Todd, Rosemarie and Dylan Smith move for an order compelling Nationwide’s expert to respond to certain questions which Nationwide instructed the expert not to answer at his deposition. The Smiths’ Motion for Order Compelling Discovery re: Deposition (doc. # 35) is hereby GRANTED as set forth below.
Relevant Background Facts
The facts relevant to the discovery dispute presently before the court are as follows. As part of its investigation of the Smiths’ claim, Nationwide retained Donald Barry to investigate the cause and origin of the fire at the Smiths’ home. At the deposition of Mr. Barry, counsel for Nationwide instructed Mr. Barry not to answer several questions on the ground that the information sought was protected under either the attorney-client privilege or the work product doctrine. The Smiths move for an order compelling Mr. Barry to answer these questions.
Federal law governs the protection afforded under the work product doctrine in federal courts. EDO Corp. v. Newark Insurance Co., 145 F.R.D. 18, 21 (D.Conn.1992). The work product doctrine shields from disclosure documents and other materials prepared in anticipation of litigation or trial by a party or a party’s representative, absent a showing of substantial need. Fed.R.Civ.P. 26(b)(3); see also In re Grand Jury Subpoenas, 959 F.2d 1158, 1166 (2d Cir.1992). “At its core, the work-product doctrine shelters the mental processes of the attorney, providing a privileged area in which he can analyze and prepare his client’s case.” United States v. Nobles, 422 U.S. 225, 238, 95 S.Ct. 2160, 2170, 45 L.Ed.2d 141 (1975). By establishing a zone of privacy for strategic litigation planning, the work product doctrine prevents one party from piggybacking on the adversary’s preparation. United States v. Adlman, 68 F.3d 1495, 1501 (2d Cir.1995). The party invoking the protection of the work product doctrine has the burden of establishing that the documents at, issue were prepared in anticipation of litigation. Helt v. Metropolitan District Commission, 113 F.R.D. 7, 12 (D.Conn.1986).
The Smiths seek responses to inquiries about conversations and meetings between Nationwide’s expert, the deponent Donald Barry, and Dr. DeChico, a fire protection engineer. The Smiths identify these inquiries as questions posed at pages 195, 375 and 379 of the transcript of Mr. Barry’s deposition.
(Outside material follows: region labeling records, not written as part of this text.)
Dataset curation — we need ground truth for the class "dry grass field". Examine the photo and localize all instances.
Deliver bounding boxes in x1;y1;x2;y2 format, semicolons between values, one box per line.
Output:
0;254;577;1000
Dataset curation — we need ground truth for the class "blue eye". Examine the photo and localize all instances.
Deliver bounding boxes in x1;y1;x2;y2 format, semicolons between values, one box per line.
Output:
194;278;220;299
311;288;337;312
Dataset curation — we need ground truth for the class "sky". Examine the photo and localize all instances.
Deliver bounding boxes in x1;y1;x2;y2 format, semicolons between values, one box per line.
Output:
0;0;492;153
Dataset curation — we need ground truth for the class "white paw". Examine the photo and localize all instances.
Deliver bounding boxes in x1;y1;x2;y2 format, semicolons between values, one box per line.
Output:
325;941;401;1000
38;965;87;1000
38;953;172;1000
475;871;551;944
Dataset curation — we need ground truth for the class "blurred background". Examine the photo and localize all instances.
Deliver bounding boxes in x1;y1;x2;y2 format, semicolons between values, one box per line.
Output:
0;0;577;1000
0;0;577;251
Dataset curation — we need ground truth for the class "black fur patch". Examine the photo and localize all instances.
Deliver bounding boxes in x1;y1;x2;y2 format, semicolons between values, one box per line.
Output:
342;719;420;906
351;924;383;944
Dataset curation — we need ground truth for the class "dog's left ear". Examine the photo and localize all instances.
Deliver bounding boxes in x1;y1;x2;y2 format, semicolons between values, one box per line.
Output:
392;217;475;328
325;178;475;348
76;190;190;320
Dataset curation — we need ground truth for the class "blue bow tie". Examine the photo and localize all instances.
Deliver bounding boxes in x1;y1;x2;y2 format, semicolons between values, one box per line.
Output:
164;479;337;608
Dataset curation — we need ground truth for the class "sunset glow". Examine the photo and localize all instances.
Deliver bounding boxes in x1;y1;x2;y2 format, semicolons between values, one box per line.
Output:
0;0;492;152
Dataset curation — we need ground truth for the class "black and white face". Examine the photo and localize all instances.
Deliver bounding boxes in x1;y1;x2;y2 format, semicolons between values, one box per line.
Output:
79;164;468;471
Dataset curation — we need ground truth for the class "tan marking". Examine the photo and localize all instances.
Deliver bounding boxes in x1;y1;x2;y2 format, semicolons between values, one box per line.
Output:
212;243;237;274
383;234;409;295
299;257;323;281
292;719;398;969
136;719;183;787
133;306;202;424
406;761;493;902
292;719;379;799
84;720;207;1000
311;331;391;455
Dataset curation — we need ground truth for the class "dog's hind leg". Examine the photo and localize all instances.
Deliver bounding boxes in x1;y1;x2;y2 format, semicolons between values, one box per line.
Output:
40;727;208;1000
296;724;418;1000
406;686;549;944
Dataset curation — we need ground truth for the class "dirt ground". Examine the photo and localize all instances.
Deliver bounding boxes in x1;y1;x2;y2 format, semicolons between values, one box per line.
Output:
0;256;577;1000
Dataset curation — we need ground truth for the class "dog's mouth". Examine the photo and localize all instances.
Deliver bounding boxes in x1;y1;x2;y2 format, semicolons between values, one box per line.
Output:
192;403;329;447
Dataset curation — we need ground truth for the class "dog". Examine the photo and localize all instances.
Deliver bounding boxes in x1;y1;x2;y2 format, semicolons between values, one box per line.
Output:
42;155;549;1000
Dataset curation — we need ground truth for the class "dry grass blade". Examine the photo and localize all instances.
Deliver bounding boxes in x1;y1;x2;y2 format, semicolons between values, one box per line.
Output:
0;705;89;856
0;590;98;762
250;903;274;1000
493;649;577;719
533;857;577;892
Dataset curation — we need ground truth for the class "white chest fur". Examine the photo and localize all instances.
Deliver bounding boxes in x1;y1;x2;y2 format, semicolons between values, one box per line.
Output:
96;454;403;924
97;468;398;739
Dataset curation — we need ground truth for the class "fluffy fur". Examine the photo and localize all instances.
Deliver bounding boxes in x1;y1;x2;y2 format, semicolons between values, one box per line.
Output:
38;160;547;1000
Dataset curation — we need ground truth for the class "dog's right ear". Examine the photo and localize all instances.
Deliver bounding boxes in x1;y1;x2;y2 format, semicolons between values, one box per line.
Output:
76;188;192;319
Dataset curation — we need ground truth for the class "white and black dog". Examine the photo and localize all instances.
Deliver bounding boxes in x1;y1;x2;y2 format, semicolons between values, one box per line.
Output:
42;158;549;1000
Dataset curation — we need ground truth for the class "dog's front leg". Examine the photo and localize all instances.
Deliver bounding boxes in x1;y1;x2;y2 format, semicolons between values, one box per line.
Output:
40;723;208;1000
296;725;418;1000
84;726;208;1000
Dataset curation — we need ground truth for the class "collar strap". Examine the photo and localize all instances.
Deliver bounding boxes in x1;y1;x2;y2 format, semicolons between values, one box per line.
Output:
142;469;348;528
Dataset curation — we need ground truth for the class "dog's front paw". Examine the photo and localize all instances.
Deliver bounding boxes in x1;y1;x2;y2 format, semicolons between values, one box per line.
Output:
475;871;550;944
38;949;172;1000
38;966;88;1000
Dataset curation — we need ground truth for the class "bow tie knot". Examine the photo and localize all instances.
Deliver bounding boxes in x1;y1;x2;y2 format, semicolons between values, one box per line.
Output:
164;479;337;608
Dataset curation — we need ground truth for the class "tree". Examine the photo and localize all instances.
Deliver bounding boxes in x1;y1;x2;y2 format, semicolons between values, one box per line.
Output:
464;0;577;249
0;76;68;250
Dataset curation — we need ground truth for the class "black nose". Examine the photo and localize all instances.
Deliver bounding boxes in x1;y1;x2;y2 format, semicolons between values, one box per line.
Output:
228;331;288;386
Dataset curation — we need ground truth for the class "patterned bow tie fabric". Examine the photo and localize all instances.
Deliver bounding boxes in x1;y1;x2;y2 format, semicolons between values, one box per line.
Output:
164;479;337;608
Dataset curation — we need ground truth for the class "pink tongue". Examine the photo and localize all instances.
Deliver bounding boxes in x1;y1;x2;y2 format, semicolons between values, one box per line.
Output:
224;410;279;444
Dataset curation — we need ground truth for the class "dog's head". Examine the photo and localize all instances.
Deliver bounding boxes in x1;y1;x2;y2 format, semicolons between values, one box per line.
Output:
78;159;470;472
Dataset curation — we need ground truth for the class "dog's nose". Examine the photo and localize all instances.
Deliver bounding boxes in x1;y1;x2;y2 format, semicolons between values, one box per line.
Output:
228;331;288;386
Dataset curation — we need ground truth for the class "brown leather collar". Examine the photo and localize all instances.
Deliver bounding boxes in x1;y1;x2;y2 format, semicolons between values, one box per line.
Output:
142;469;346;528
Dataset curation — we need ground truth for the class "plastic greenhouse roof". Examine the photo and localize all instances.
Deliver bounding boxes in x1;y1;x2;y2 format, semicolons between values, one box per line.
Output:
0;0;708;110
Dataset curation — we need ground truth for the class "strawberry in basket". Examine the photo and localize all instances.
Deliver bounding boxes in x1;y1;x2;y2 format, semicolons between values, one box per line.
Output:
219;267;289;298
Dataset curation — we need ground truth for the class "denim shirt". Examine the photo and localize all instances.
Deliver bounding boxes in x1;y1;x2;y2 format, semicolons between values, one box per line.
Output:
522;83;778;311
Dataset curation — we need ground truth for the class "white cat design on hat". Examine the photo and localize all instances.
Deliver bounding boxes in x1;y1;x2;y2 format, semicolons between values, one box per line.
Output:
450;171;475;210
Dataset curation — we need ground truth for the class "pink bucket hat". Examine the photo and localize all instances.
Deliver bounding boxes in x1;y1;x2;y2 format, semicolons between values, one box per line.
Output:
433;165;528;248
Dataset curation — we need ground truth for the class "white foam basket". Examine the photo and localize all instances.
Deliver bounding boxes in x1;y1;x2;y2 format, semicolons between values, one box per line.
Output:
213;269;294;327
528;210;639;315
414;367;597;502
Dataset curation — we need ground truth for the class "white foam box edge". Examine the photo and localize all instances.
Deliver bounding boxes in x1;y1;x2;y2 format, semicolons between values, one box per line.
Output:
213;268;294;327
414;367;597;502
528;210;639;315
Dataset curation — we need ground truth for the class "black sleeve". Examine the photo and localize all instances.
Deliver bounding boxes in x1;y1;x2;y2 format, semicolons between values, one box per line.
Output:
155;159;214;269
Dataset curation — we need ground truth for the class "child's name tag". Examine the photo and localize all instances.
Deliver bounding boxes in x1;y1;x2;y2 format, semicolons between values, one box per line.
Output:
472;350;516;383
Nationwide contends that the work product doctrine protects the substance of these conversations and meetings because litigation was anticipated as soon as Mr. Barry concluded that the cause of the fire was arson and Mr. Barry had reached that conclusion prior to the conversations at issue.
The court is not persuaded. First, Nationwide has offered no evidence to support its claim that litigation was anticipated as of the date of the conversations. The court is therefore unable to find that responses to the questions will in fact reveal work product. Second, even if the responses would reveal the experts’ opinion work product, the Smiths are entitled to discovery of the opinions of experts retained by Nationwide who will testify at trial. Fed.R.Civ.P. 26(b)(4). Finally, the need for evidence of how Nationwide processed the Smiths’ claim would override any work product protection that might apply to these conversations in this bad faith action.
In a bad faith action against an insurer, the plaintiff must show that the insurer was unreasonable in withholding payment of the claim of its insured. See L.F. Pace & Sons, Inc. v. Travelers Indemnity Co., 9 Conn.App. 30, 46, 514 A.2d 766, cert. denied 201 Conn. 811, 516 A.2d 886 (1986). “Bad faith actions against an insurer ... by their very nature ‘can only be proved by showing exactly how the company processed the claim, how thoroughly it was considered
Applying the above principles to the present action, the Smiths are entitled to discover how Nationwide processed their claim, how thoroughly Nationwide considered their claim (including Nationwide’s analysis of any expert information which the Smiths provided to Nationwide), and why Nationwide took the action that it did. Nationwide admits that the conversations and meetings between the experts it had retained to investigate the Smiths’ claim occurred in the course of Nationwide’s consideration of the claim. The Smiths are therefore entitled to responses to these questions and Nationwide’s objections to these questions are overruled.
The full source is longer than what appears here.